Keith, 57, of Edwardsville, was born in North Carolina. His family lived in Virginia and Nova Scotia before his father was transferred to Scott Air Force Base.
Keith grew up in Fairview Heights, graduated from Belleville East in 1975, joined Army ROTC and earned a bachelor’s in business at Washington University and a master’s in health care administration at St. Louis University.
“It was the combination of business, which I had studied as an undergraduate, and health care, which (focuses) on doing something good for people in the community,” he said.
Keith also may have been influenced by his sister, Karen Duckworth, a nurse in Highland.

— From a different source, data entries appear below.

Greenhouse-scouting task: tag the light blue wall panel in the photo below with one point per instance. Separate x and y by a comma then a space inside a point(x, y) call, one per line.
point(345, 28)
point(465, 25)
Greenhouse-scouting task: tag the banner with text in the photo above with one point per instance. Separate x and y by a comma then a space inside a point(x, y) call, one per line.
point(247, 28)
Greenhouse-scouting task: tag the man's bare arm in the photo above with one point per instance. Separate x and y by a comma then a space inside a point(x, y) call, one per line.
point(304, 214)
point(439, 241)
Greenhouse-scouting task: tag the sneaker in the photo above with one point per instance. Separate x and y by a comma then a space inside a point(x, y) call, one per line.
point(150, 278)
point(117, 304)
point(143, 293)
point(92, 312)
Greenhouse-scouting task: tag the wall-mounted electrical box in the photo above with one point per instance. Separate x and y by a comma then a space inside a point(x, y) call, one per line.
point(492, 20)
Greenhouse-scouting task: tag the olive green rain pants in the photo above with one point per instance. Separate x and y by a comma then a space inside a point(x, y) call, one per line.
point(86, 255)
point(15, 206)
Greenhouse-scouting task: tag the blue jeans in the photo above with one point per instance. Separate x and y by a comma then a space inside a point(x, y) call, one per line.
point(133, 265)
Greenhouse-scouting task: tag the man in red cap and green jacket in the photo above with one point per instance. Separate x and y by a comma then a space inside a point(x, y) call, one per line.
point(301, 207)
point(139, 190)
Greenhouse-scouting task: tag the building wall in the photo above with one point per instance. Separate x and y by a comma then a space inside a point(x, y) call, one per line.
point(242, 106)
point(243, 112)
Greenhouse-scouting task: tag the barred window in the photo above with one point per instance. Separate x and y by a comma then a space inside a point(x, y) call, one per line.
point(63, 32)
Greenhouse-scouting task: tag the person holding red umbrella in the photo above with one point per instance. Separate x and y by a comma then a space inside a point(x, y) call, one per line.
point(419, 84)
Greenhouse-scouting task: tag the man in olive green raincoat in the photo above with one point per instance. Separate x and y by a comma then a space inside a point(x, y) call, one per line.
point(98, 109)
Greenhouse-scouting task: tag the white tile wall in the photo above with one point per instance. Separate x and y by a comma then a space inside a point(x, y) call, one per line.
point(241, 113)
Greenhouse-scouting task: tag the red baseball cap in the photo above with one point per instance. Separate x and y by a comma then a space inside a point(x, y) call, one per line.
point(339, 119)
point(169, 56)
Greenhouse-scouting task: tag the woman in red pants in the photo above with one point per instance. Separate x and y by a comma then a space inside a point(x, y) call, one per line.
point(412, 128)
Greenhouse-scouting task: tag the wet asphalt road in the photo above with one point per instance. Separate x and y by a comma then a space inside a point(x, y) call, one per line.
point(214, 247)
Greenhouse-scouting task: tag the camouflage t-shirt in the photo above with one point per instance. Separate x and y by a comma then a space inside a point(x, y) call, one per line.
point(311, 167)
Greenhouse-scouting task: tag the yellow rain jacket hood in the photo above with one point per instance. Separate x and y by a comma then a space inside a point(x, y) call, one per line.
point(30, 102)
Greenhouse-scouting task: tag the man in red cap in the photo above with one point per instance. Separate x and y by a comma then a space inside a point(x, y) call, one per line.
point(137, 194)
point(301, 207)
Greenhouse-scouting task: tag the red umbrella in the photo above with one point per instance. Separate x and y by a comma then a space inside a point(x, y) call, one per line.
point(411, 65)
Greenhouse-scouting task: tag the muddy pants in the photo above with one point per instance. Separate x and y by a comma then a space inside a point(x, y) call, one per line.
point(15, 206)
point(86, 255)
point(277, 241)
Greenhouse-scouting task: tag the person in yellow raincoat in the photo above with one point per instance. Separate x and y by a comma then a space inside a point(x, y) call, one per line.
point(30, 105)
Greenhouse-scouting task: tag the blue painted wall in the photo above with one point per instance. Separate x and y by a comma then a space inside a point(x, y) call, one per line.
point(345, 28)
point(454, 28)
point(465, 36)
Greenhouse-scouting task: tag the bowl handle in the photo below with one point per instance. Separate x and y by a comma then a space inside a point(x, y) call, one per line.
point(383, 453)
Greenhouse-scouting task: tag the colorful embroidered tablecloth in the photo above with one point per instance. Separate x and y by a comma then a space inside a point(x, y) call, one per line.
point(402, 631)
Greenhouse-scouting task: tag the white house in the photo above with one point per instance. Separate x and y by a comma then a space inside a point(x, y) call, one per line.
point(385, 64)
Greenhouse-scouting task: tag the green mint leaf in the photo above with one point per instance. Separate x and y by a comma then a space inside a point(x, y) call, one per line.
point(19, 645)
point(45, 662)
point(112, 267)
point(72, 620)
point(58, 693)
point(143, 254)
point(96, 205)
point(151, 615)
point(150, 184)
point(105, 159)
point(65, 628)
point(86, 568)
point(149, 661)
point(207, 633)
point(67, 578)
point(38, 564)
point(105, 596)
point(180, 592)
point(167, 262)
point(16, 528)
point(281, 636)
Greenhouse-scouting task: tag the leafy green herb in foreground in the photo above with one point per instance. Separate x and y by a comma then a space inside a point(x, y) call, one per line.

After college, Keith joined the U.S. Army and served two years with a tank battalion. Then he got a plum assignment to help design and build a new Madigan Army Medical Center in Tacoma, Wash.
“Right as I was being discharged, the groundbreaking for the hospital took place,” he said.
Keith later worked in hospital administration at Alexian Brothers Medical Center near Chicago and St. Mary’s Good Samaritan in Centralia before joining Anderson’s staff as chief operating officer in 1996.
Keith’s sons now are grown. Dusty, 24, works as a software engineer in St. Louis and Brady, 21, is studying business at McKendree University.
In his free time, Keith enjoys reading and trapshooting. He and his wife, Kelly, also go to see their son’s performances in a jazz trio called the Yard Dawgs.
“I guess you could say we’re groupies,” Keith said.